Avanzo a trompicones, chapoteando entre la basura, rogando a Dios para que Lobo Negro no se levante y venga a por mí, demasiado cansado para hacer nada al respecto si así fuera.

Esto explica por qué no estoy listo. Esta es la parte de la que nunca me acuerdo hasta que es demasiado tarde, el gran fallo del plan, la parte en la que te llueven las hostias. Un hombre menos reflexivo que yo podría no haberse dado cuenta del detalle, pero como sin duda os habré dicho ya, soy un genio.

Se acerca la última fase de mi plan, la fase que aún no se me ha ocurrido. Necesito ser invencible, y pronto… para cuando la luna se ponga en posición.

Veo una serie de peldaños empotrados en la pared, me encaramo a ellos y subo sin detenerme hasta respirar aire fresco. Estoy fuera, jadeando a cuatro patas en la acera. Solo me quedan dos manzanas. Los transeúntes pasan a mi alrededor sin inmutarse, hasta que de pronto todos dirigen su mirada hacia arriba.

Mis pies se alejan del suelo, y me quedo sin aliento. Esta vez es Damisela la que me coge por las solapas y me arrastra con ella hacia arriba.
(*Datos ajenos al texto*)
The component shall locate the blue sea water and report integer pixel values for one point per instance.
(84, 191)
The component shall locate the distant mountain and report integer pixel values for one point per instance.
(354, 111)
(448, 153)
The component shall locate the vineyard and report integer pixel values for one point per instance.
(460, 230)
Subimos, piso tras piso, hasta dejar atrás el abismo de Broadway. Noto su aliento cálido en mi frente mientras seguimos ascendiendo a toda velocidad, más allá de los rascacielos, y por un momento me veo a mí mismo sobrevolando la cuadrícula de la ciudad, bañado en la luz del atardecer, resplandeciente como los héroes de verdad.

Luego se me pasa la conmoción inicial y me doy cuenta de que tengo las manos libres. En el interior de mi boca hay una cápsula que contiene una diminuta muestra de gas que le compré a un visitante alienígena, la atmósfera de una planeta oceánico a cuarenta años luz de distancia de la Tierra.
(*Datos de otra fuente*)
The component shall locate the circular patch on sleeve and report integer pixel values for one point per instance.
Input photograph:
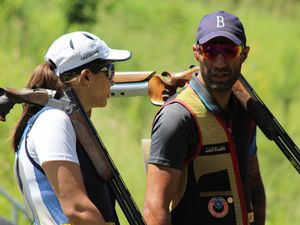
(218, 207)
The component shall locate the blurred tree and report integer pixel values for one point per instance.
(81, 11)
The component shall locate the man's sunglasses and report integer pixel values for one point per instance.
(211, 51)
(109, 71)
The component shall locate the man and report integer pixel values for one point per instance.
(203, 166)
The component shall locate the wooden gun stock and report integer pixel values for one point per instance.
(10, 96)
(163, 86)
(128, 77)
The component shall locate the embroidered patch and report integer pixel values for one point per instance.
(218, 207)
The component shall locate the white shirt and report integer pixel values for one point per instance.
(51, 137)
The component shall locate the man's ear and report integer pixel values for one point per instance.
(245, 53)
(196, 52)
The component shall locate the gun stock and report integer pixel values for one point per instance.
(10, 96)
(163, 86)
(128, 77)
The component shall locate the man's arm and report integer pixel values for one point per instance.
(257, 191)
(162, 184)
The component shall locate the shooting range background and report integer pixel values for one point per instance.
(160, 34)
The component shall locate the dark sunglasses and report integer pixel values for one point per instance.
(109, 71)
(211, 51)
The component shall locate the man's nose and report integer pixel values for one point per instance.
(220, 61)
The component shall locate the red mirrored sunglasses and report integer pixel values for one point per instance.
(211, 51)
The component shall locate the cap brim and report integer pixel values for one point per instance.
(118, 55)
(212, 35)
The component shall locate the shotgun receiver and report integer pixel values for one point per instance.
(86, 135)
(161, 86)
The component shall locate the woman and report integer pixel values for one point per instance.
(57, 179)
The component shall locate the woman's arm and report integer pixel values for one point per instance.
(67, 182)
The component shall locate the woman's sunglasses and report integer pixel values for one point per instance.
(211, 51)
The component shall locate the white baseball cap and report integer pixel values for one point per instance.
(78, 48)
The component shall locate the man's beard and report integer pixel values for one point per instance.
(215, 85)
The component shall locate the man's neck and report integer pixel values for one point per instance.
(222, 97)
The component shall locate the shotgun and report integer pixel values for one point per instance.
(86, 135)
(162, 86)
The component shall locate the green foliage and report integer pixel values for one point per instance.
(160, 34)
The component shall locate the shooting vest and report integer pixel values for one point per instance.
(210, 189)
(98, 191)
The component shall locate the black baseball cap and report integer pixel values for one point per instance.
(221, 24)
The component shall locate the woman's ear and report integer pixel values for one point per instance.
(84, 77)
(196, 52)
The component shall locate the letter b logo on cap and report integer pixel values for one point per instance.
(220, 21)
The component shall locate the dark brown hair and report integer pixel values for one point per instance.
(44, 77)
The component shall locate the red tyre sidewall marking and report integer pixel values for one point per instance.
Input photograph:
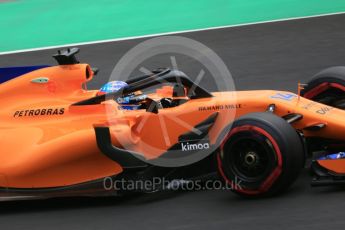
(271, 178)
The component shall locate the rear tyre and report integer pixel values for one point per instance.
(262, 155)
(327, 87)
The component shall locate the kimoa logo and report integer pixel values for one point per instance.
(191, 147)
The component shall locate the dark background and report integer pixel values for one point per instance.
(267, 56)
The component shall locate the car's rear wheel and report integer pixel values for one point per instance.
(262, 155)
(327, 87)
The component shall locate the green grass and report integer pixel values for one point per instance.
(28, 24)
Rodeo sus puños con los míos, aprieto con todas mis fuerzas y me armo de valor para besarla en los labios. Es mi último truco, el que he estado reservando durante años. Damisela se queda estupefacta, boquiabierta, y sin saberlo inspira mi aliento ponzoñoso.
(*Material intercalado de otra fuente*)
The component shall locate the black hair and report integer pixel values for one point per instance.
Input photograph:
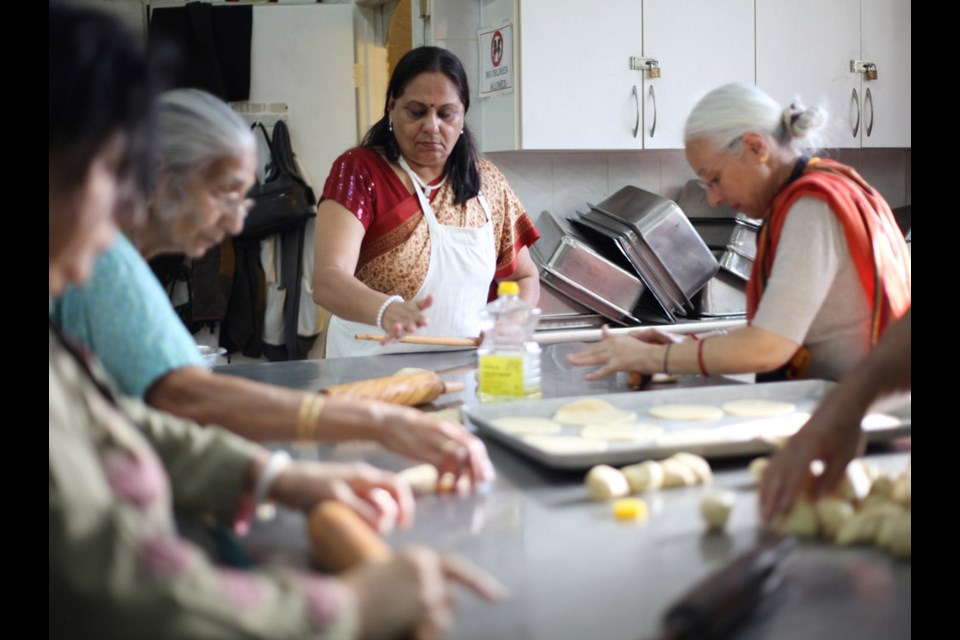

Pierde el conocimiento y cae en picado, mientras yo me las arreglo para flotar con la escasa energía que queda en el báculo de poder. En diez minutos se habrá recuperado, pero para entonces yo ya estaré a kilómetros de distancia. Me dejo llevar por la brisa, que me arrastra hacia el oeste y hacia abajo. Sobrevuelo los tejados de la Universidad de Columbia, la arboleda de Riverside Park y finalmente el río Hudson. Por una vez, he tenido suerte.

Desciendo hacia las oscuras aguas del río mientras mi submarino emerge hasta la superficie. Lo primero que hago es trazar mi siguiente destino. La próxima vez no será tan fácil. Le echo un último vistazo a Manhattan, esbozo una reverencia y me sumerjo.